FFI-proof slice::from_raw_parts

slice::from_raw_parts has a few requirements that must not be violated, but when writing FFI code:

  • Adding if !ptr.is_null() before every slice::from_raw_parts gets tedious, and is easily forgotten. The C side of the FFI may be promising the pointer is never null, but Rust wouldn't exist if C was good at guaranteeing such things.
  • Approximately nobody checks for isize::MAX length or the pointer alignment.
  • In C, some libraries could declare that if the length is 0, then the pointer doesn't matter and can be any garbage, because it will never be dereferenced, but slice::from_raw_parts(ptr, 0) still has some opinions about validity of the pointer [1].

I think it would be both more convenient and safer if there was a version of slice::from_raw_parts that checks basic validity of the inputs to leave fewer opportunities for UB (non-null, aligned, byte_len < isize::MAX with checked arithmetic). It might be controversial, but when len==0 it would be even safer to only check if ptr is non-null, but return &[] instead of the actual ptr value.
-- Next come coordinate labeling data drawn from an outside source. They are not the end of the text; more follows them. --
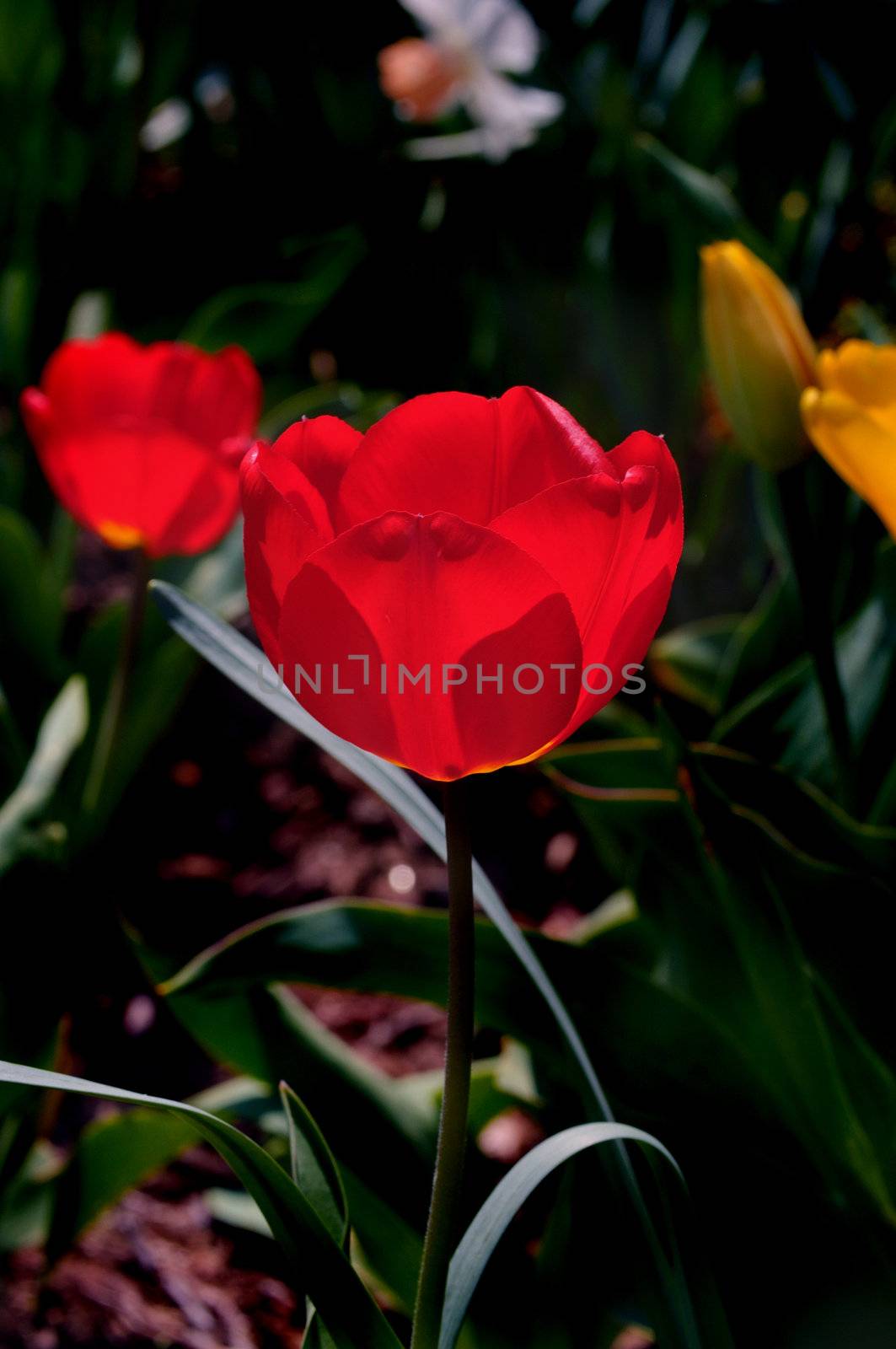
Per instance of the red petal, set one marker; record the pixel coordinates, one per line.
(141, 443)
(431, 591)
(114, 381)
(321, 447)
(162, 492)
(612, 546)
(285, 521)
(471, 456)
I hope users writing FFI won't expect miracles from the "checked" version of this function, as there's no non-hacky way to check for dangling pointers and buffer overruns that aren't obvious integer overflows. Maybe instead of having a potentially overpromising name like slice::from_raw_parts_checked, the checked function could be std::ffi::slice.

std::ffi::slice(ptr, len).ok_or(Error::Oops)?

That would make the more-convenient-to-write code also the safer option. The checks can be pretty cheap: checked_slice(ptr, len).unwrap_or(&[]) costs about 3 cmoves. The slice::from_raw_parts is always going to be there for the cases where checks are definitely not needed.

Bonus points for slice(ptr: *const T, len: impl TryInto<usize>) so that users won't be gambling with wrapping/truncating in c_len as usize across platforms.


  1. Rust needs such pointers to be at least non-null and aligned. There are exceptions for ZSTs, but I'm not sure if they apply to empty slices of non-ZST types. I don't know how provenance is supposed to work with garbage pointers either ↩︎

8 Likes

Adding a null check to from_raw_parts is approved -- someone just needs to do the work.


I'm not sure how relevant the isize::MAX limit is here, since that's also a restriction in C. Do we have some sample cases of people violating that from FFI?

One thing that would be a nice way to address it more directly (and without checking overhead in from_raw_parts) would be if we had some sort of struct slice::Len<T>(usize, PhantomData<fn(T)->T>); with at least a safety requirement that its value is at most if T::IS_ZST ? usize::MAX ? isize::MAX / sizeof(T).

That plus having it take NonNull instead *mut/*const would move everything but the "well is that allocation even there" into the type system instead, which I think is always preferable. (And nicely separates out the safety preconditions.)

1 Like

modulo perf impact.

Personally I'd like separating the C semantics from the Rust semantics, then one function won't have to please both masters.

3 Likes

I think having a checked version of these functions for FFI use is a good idea. There's little downside to having the checks. And if you do need every to save every cycle of performance then the uncheck version still exists and can be used in that specific situation.

2 Likes

That doesn't work for me, and seems undesirable for every use-case I have.

I can't use it to avoid the if !ptr.is_null() boilerplate, because typically I don't just have to prevent instant UB, but to handle errors at the application level. C APIs use null to signal failures, and even if they're supposed to signal failures via some other error code or have infallibily non-null pointers, getting a surprise null is a sign of things going wrong anyway.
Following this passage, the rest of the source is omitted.